В живом воображении Чингиза уже рисовались картины одна мрачнее другой. Чокан бредет степью, поднимается ветер, он теряет дорогу, гибнет…
Он пошел посмотреть, как там себя чувствует сын. Время уже близилось к полудню. Чокан проснулся сравнительно давно, но вставать ему не хотелось. Он представил себя в ауле. Мать никогда его не будила. Пусть мальчик выспится. Пока он нежился под одеялом, она не открывала тундук, чтобы ему не мешал солнечный свет. Но в жаркое время откидывала нижний край кошмы, — пусть мальчику свежее дышится. Вблизи белой юрты скота не было, гости останавливали коней на почтительном расстоянии и медленно шли в Орду, след в след, друг за другом. Абы и гостей предупреждал, что Чокан спит, и они говорили вполголоса, не нарушая его покоя. Остальным детям, встававшим спозаранку, запрещали играть вблизи Белой юрты. Зейнеп прогоняла их подальше, в степь или аул Карашы. Мать так баловала сына, что порой давала поручение одному из джигитов: не допускать близко к юрте коров или лошадей, спасающихся от оводов.

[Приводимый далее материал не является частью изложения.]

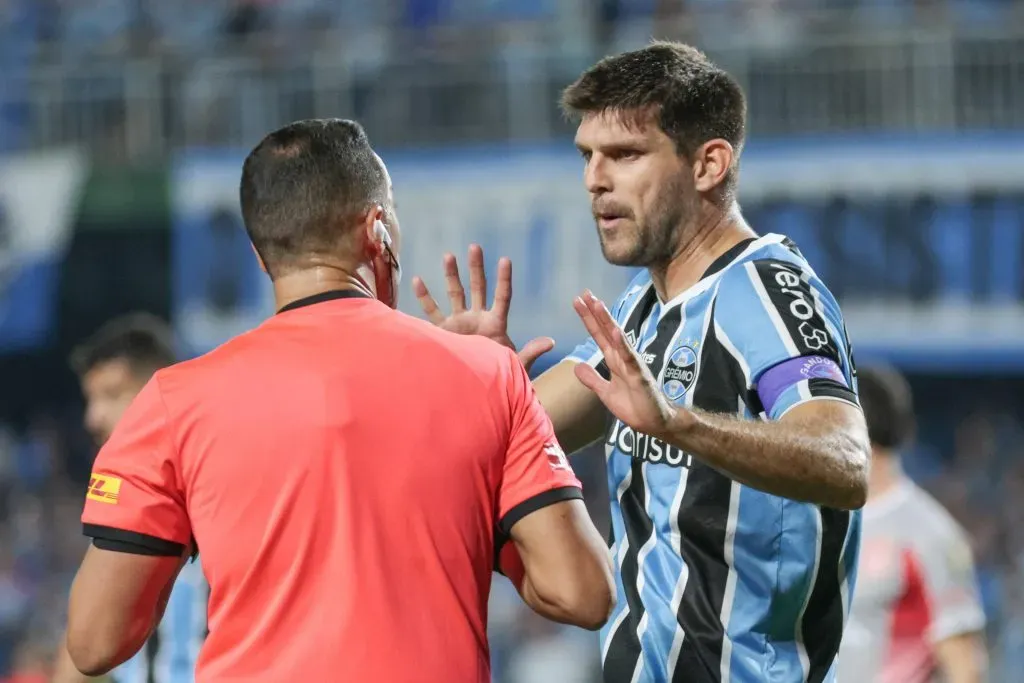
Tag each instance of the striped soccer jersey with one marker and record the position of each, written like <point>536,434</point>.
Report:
<point>716,581</point>
<point>170,654</point>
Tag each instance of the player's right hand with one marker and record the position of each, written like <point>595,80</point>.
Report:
<point>477,318</point>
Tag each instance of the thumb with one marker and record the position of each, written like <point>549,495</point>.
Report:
<point>534,349</point>
<point>590,379</point>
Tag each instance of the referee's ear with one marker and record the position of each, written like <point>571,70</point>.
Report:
<point>259,259</point>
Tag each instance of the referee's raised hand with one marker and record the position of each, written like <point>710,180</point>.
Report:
<point>632,393</point>
<point>477,318</point>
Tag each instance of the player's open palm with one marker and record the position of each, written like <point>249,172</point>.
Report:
<point>477,318</point>
<point>631,393</point>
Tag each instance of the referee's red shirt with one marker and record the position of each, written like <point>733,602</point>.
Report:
<point>345,471</point>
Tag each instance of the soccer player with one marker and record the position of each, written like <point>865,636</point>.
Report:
<point>737,455</point>
<point>347,472</point>
<point>916,611</point>
<point>113,366</point>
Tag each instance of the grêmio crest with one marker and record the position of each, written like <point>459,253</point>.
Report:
<point>680,372</point>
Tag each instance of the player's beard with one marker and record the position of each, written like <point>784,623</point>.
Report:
<point>659,236</point>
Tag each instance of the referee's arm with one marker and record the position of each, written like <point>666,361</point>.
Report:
<point>546,542</point>
<point>134,511</point>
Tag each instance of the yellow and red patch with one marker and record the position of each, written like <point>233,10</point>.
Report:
<point>103,488</point>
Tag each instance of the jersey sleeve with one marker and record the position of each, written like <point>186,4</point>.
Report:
<point>947,571</point>
<point>135,500</point>
<point>787,335</point>
<point>537,473</point>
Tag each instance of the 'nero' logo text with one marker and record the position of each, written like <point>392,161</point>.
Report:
<point>646,447</point>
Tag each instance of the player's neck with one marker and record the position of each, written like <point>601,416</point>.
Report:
<point>315,280</point>
<point>716,232</point>
<point>886,475</point>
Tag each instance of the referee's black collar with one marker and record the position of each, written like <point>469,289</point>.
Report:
<point>330,295</point>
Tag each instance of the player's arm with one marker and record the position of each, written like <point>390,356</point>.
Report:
<point>556,558</point>
<point>135,513</point>
<point>956,630</point>
<point>796,373</point>
<point>578,416</point>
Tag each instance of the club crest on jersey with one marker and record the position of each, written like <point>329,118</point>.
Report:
<point>680,373</point>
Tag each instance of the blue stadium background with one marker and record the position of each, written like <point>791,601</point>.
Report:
<point>886,138</point>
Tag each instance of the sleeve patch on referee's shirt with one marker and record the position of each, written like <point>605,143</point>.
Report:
<point>103,488</point>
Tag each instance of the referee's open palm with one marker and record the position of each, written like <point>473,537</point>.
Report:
<point>631,393</point>
<point>477,318</point>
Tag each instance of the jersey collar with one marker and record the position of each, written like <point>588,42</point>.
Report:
<point>728,257</point>
<point>330,295</point>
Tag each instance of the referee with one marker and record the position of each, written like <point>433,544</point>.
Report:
<point>348,472</point>
<point>738,454</point>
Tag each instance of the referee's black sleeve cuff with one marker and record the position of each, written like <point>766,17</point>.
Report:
<point>526,507</point>
<point>540,501</point>
<point>119,540</point>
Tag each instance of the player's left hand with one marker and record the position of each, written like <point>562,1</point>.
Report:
<point>632,394</point>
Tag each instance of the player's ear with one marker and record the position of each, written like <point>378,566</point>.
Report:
<point>259,259</point>
<point>712,163</point>
<point>373,238</point>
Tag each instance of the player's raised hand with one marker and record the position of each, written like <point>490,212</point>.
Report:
<point>477,318</point>
<point>632,393</point>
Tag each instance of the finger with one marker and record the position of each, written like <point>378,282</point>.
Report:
<point>457,295</point>
<point>477,279</point>
<point>534,349</point>
<point>613,333</point>
<point>503,289</point>
<point>427,302</point>
<point>594,329</point>
<point>590,379</point>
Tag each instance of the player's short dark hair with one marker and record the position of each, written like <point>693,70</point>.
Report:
<point>144,341</point>
<point>302,184</point>
<point>888,404</point>
<point>692,99</point>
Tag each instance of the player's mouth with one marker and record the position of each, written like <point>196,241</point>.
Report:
<point>608,221</point>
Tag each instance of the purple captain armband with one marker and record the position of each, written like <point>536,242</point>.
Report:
<point>778,378</point>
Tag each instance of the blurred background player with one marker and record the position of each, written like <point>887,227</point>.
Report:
<point>916,613</point>
<point>884,136</point>
<point>113,366</point>
<point>727,370</point>
<point>293,456</point>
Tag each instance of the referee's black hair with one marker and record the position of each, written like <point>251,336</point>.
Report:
<point>144,341</point>
<point>303,184</point>
<point>692,99</point>
<point>888,404</point>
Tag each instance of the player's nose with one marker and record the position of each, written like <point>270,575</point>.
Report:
<point>595,176</point>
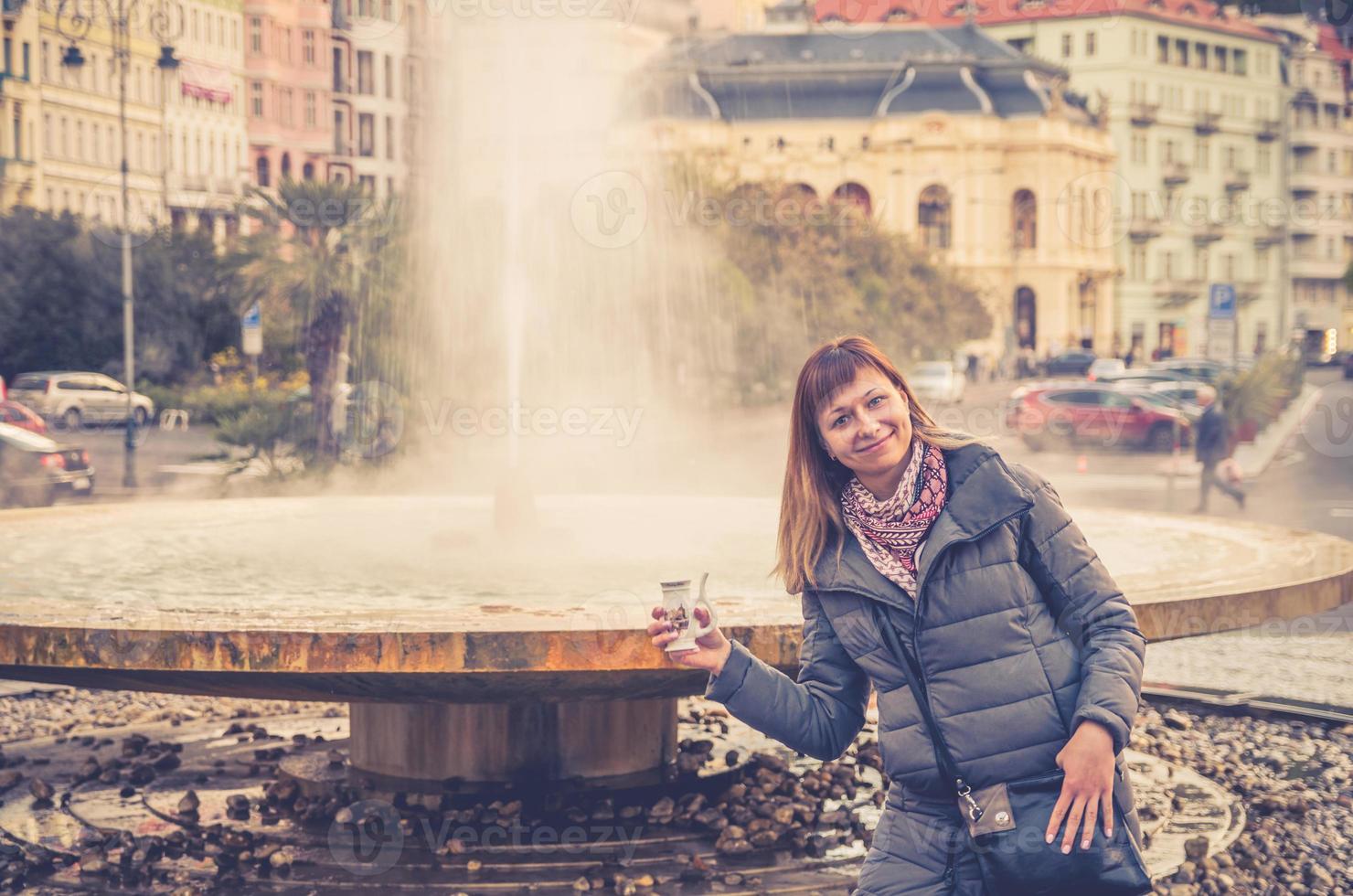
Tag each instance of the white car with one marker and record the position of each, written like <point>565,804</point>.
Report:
<point>936,382</point>
<point>72,398</point>
<point>1102,367</point>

Спал Чокан долго, просыпался и вставал с постели не так, как другие. Даже взрослея, он неохотно расставался со своими привычками. Пронзительно выкрикивал одно слово:
— Апа-а-а!
Зейнеп, хлопотавшая где-нибудь неподалеку от юрты, стремглав бежала на зов своего любимца.
— Что тебе, Канаш-жан?
Нет, он не отвечал сразу. Он глядел на мать и пускался в слезы. Зейнеп несла к его постели на выбор густой каймак, каспак — неподгоревший осадок перекипевшего в котле молока, свежий творог — белый иримчик, торта — шкварки от перетопленного сливочного масла, не кумыс, а саумал, чуть-чуть начавшее бродить кобылье молоко. Из мясного больше всего ему по вкусу были почки и сердце. Но ел он и вяленую конину, и горьковатый, с кислинкой, овечий сыр, когда ему хотелось чего-нибудь острого.
Зейнеп и Кунтай наперебой потчевали Чокана. Он продолжал капризничать: того не хочу, этого не хочу. Мог отшвырнуть от себя и вдребезги разбить чашку, зная, что ему не попадет.
Конечно, с годами он становился спокойнее, но нет-нет и сказывались прежнее упрямство и избалованность. И Чокан бушевал снова. Однако стоило появиться в юрте Жайнаку, как Чокан вставал, быстро завтракал и уходил в степь со своим приятелем.
Чингиз побаивался, что Чокан начнет капризничать и в дороге. Но хотя он пропадал, как вчера, как в рыбацком ауле, хотя он продолжал дерзить старшим, — вел он себя куда скромнее, ложился спать и вставал вместе со всеми, ел, что ему предлагали, и уж во всяком случае не устраивал утренних скандалов.